Alice czuł się… głupio. Jakby musiał przekonywać sam siebie do czegoś, podczas gdy ten drugi ‘ja’ stawał okoniem. Ukazywała się pewna obcość. Czyżby Alice mylił się i Yakalafi nie był tym za kogo go brał? Czy był jednak całkowicie obcym bytem, zaszczepionym niczym pasożyt?
Szkot patrzył zaniepokojony po reszcie…
To całkowicie by zmieniało wszystko. Łącznie z nastawieniem Lindsaya i planami dotyczącymi tego co czynić. - Hm… - rzekł niespokojnie. - Tak czy owak, wiemy, że dysponując kulą MAMY dostęp do wspomnień i wiedzy sprzed transferu.

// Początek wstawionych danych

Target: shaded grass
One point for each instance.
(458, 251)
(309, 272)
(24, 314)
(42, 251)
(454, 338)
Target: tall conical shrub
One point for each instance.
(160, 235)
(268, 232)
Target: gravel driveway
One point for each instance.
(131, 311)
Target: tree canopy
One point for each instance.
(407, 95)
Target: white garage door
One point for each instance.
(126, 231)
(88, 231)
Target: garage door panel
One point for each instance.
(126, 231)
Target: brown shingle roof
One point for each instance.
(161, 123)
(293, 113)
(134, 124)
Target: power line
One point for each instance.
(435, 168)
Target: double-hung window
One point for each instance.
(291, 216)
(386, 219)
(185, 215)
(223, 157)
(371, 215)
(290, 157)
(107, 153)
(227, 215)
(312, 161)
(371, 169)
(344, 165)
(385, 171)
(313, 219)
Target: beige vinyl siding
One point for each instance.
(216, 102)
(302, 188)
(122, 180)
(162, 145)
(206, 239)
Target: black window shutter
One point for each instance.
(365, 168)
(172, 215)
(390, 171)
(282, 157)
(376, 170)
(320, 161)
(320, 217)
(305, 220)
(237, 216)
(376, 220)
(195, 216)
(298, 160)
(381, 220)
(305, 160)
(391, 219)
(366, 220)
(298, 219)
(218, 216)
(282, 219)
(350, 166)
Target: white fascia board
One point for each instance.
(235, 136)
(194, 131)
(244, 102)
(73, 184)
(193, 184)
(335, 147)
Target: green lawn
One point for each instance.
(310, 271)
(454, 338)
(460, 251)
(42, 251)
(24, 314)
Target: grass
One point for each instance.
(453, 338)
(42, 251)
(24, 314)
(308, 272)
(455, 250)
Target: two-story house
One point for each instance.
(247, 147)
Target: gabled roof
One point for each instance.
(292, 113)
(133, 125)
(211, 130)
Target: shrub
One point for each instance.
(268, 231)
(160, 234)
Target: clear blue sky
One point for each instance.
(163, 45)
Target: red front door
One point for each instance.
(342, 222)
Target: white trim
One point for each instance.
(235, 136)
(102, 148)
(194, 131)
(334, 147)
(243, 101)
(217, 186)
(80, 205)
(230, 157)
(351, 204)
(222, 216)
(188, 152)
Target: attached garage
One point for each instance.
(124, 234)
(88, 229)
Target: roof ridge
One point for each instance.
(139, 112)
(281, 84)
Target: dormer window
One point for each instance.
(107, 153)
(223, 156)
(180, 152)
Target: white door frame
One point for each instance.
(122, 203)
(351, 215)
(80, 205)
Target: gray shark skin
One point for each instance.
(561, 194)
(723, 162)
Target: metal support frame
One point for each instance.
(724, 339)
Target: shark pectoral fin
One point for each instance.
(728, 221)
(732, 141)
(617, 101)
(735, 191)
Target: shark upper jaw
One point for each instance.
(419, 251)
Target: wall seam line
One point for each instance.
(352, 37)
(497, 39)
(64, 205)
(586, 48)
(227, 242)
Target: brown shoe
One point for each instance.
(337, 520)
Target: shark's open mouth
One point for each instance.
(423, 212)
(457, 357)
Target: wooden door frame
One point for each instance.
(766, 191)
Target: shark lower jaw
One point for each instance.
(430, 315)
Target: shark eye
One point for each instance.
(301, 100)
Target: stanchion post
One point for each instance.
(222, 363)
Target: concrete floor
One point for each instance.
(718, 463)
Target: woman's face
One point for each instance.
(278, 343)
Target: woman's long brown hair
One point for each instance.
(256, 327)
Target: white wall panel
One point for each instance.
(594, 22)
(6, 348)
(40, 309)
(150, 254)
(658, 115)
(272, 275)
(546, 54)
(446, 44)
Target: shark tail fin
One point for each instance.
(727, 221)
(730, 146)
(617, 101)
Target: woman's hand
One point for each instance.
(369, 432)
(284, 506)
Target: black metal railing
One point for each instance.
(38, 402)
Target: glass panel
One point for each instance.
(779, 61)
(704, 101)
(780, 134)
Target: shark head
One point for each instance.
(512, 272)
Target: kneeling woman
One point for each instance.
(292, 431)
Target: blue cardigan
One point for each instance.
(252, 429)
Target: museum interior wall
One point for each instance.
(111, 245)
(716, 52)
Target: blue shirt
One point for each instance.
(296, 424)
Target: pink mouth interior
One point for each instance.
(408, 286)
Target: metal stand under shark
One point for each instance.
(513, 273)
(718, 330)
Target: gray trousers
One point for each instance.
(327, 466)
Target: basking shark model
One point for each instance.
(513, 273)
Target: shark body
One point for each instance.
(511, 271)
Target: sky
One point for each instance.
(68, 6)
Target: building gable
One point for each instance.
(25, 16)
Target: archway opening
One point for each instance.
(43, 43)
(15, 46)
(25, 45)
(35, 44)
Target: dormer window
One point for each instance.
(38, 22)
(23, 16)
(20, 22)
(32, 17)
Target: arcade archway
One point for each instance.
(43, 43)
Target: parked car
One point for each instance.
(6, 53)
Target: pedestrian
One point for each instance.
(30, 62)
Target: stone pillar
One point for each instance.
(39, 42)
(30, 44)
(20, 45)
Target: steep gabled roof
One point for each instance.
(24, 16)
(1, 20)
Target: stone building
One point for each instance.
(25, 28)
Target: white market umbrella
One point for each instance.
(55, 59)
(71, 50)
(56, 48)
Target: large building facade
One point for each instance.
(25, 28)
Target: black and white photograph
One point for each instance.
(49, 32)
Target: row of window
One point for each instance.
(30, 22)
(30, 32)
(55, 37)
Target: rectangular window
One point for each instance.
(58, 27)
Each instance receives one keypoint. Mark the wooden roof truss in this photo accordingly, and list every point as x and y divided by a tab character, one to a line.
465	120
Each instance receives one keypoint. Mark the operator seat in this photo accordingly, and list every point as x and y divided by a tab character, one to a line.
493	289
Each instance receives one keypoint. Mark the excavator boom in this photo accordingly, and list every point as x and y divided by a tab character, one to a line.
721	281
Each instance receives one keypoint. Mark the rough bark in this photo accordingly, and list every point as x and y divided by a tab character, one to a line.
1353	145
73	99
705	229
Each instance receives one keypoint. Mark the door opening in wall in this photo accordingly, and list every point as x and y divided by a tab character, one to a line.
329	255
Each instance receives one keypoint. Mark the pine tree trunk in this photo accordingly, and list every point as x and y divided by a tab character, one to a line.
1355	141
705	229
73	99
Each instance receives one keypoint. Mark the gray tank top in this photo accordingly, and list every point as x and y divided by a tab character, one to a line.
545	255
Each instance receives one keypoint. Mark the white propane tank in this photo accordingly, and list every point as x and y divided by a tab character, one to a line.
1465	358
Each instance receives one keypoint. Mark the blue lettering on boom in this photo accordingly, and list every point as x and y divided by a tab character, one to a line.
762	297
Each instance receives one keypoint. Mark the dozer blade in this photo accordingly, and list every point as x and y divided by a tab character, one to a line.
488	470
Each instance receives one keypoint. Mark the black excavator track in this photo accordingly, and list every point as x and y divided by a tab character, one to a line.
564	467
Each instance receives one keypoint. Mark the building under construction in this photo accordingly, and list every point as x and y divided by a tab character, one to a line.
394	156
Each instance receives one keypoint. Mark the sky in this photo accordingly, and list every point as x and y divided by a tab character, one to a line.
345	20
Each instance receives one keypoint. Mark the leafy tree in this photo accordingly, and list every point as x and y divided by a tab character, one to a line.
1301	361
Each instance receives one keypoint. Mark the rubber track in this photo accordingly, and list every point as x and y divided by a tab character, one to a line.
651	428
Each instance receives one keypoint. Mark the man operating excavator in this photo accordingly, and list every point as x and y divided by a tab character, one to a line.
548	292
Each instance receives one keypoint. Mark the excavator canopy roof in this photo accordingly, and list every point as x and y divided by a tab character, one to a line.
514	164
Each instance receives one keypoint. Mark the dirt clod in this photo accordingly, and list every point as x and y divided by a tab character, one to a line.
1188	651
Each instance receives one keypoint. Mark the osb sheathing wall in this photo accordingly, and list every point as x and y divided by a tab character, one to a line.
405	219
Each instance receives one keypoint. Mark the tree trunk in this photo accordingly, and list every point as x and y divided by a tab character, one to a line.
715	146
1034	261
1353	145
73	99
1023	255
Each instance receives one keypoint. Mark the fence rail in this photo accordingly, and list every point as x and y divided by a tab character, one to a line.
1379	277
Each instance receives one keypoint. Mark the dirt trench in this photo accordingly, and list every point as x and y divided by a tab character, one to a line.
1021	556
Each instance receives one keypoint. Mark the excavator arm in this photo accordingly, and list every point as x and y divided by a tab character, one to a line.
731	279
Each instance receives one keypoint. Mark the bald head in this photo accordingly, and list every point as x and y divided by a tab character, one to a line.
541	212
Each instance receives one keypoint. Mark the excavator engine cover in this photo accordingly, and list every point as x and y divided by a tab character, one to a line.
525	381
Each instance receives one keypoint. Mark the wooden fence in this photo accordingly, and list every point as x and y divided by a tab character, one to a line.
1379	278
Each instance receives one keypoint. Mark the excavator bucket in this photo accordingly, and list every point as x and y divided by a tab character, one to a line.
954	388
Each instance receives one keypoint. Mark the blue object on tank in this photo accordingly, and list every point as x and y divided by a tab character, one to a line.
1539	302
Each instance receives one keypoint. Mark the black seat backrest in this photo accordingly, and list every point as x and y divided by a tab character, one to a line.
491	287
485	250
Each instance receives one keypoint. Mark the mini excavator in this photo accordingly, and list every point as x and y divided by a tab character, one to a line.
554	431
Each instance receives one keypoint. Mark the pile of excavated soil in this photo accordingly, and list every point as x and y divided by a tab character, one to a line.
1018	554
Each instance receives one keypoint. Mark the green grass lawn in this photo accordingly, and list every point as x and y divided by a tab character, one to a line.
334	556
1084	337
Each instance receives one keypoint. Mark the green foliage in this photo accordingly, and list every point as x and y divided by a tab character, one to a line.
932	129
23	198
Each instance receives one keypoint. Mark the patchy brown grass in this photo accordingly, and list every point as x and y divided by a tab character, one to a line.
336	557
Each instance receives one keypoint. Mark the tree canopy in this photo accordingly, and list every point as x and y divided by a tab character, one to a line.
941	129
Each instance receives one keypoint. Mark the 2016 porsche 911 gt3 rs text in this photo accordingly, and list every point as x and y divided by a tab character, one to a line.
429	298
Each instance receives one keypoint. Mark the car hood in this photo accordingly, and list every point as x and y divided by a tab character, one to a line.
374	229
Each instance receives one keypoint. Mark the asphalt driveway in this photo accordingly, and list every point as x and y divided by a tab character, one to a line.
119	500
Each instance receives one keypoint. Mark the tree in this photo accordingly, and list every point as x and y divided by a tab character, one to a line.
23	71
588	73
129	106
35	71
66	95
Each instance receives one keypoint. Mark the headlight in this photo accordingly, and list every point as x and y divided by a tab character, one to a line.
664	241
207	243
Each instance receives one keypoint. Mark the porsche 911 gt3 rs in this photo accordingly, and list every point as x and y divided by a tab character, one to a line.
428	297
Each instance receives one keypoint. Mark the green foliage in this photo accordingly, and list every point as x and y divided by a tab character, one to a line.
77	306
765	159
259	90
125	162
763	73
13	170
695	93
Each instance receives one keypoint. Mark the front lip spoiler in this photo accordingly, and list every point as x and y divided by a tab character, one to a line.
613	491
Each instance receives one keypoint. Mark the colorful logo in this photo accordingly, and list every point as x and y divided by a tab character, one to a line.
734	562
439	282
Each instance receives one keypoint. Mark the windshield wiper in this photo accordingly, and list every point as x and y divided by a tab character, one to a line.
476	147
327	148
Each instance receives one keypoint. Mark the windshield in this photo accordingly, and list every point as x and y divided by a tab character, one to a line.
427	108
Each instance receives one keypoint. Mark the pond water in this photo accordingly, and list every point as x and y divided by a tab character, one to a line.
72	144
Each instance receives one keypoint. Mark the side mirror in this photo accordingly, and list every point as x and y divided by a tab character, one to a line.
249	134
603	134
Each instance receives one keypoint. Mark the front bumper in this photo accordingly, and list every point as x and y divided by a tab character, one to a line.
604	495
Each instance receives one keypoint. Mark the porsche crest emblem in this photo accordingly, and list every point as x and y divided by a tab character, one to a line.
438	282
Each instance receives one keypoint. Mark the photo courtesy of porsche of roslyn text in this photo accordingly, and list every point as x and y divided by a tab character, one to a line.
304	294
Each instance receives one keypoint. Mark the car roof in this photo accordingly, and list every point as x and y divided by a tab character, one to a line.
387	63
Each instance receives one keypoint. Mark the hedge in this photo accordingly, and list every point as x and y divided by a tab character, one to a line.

To już coś.
- To jest NIC, jeśli nie wykorzystamy tej wiedzy do niczego. Ani do negocjacji, ani do ucieczki. - stwierdził sceptycznie Shunsuke. - Tak czy owak czas chyba pogadać z naszymi gospodarzami. Czy to w kwestii negocjowania naszej sytuacji, czy - Yakalafi spojrzał na Shunsuke kiwając głową - blefu, że wydamy im księżniczkę w jakimś ustalonym miejscu. Wybierzcie jakieś, abyśmy byli wszyscy zaznajomieni z jedną wersją.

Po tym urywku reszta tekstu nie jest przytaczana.